Given SLC7A14's expression in neural tissues and its age-dependent regulation, antibodies against this transporter could advance understanding of neurodegenerative diseases:

• Expression profiling: SLC7A14 antibodies could be used to:

  • Compare expression patterns in post-mortem brain tissues from neurodegenerative disease patients versus controls

  • Examine age-related changes in expression across brain regions affected by neurodegeneration

  • Investigate correlations between SLC7A14 levels and disease severity markers

• Mechanistic investigations: Building on SLC7A14's known interaction with mTORC1 signaling :

  • Explore altered mTORC1 activity in neurodegenerative conditions in relation to SLC7A14 expression

  • Investigate potential neuroprotective effects of SLC7A14 overexpression

  • Examine how SLC7A14-regulated metabolic pathways influence neuronal health

• Therapeutic development: SLC7A14 antibodies could facilitate:

  • Screening compounds that modulate SLC7A14 expression or function

  • Validating target engagement in preclinical studies

  • Monitoring treatment effects on SLC7A14-regulated pathways

Current literature suggests connections between SLC7A14, aging, and metabolic regulation that may have significant implications for age-related neurodegenerative processes .

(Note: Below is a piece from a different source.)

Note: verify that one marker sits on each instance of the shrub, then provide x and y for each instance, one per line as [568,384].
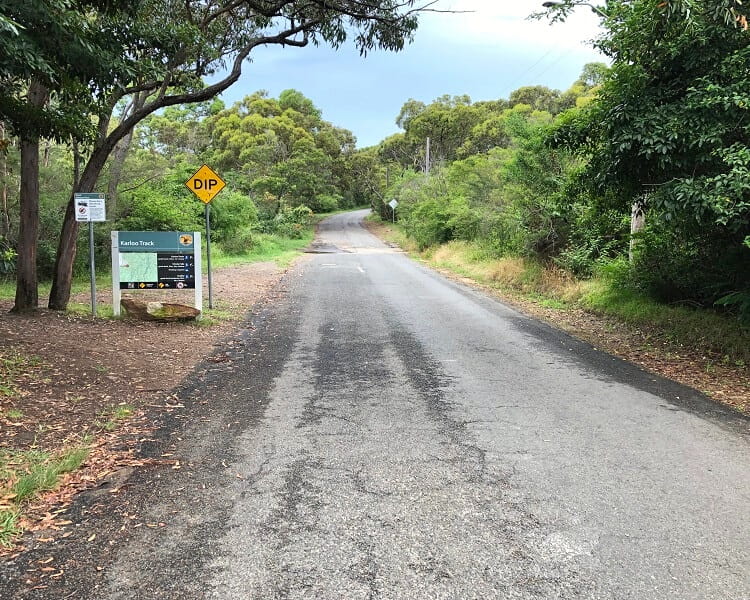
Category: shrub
[240,242]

What is known about post-translational modifications of SLC7A14 and how can they be detected?

Post-translational modifications (PTMs) of SLC7A14 represent an emerging area of research where specialized antibodies can provide crucial insights:

• Phosphorylation: While specific phosphorylation sites on SLC7A14 are not well-characterized in the provided literature, research on related SLC7 family members suggests potential regulatory phosphorylation:

  • Phospho-specific antibodies could be developed against predicted sites

  • Mass spectrometry approaches combined with immunoprecipitation using SLC7A14 antibodies could identify novel modification sites

  • Treatment with phosphatase inhibitors may enhance detection of phosphorylated forms

• Ubiquitination and protein stability: The relationship between SLC7A14 and protein degradation pathways remains to be explored:

  • Co-immunoprecipitation with ubiquitin antibodies following SLC7A14 pull-down

  • Proteasome inhibitor treatments to assess regulation of protein levels

  • Cycloheximide chase experiments using SLC7A14 antibodies to measure protein half-life

• Glycosylation: As a membrane protein, SLC7A14 may undergo N-linked glycosylation:

  • Enzymatic deglycosylation followed by Western blotting to assess mobility shifts

  • Lectin affinity approaches combined with SLC7A14 immunodetection

  • Site-directed mutagenesis of predicted glycosylation sites with subsequent antibody detection

The field of SLC7A14 post-translational modifications represents an important frontier for future research that will benefit from the development and application of modification-specific antibodies.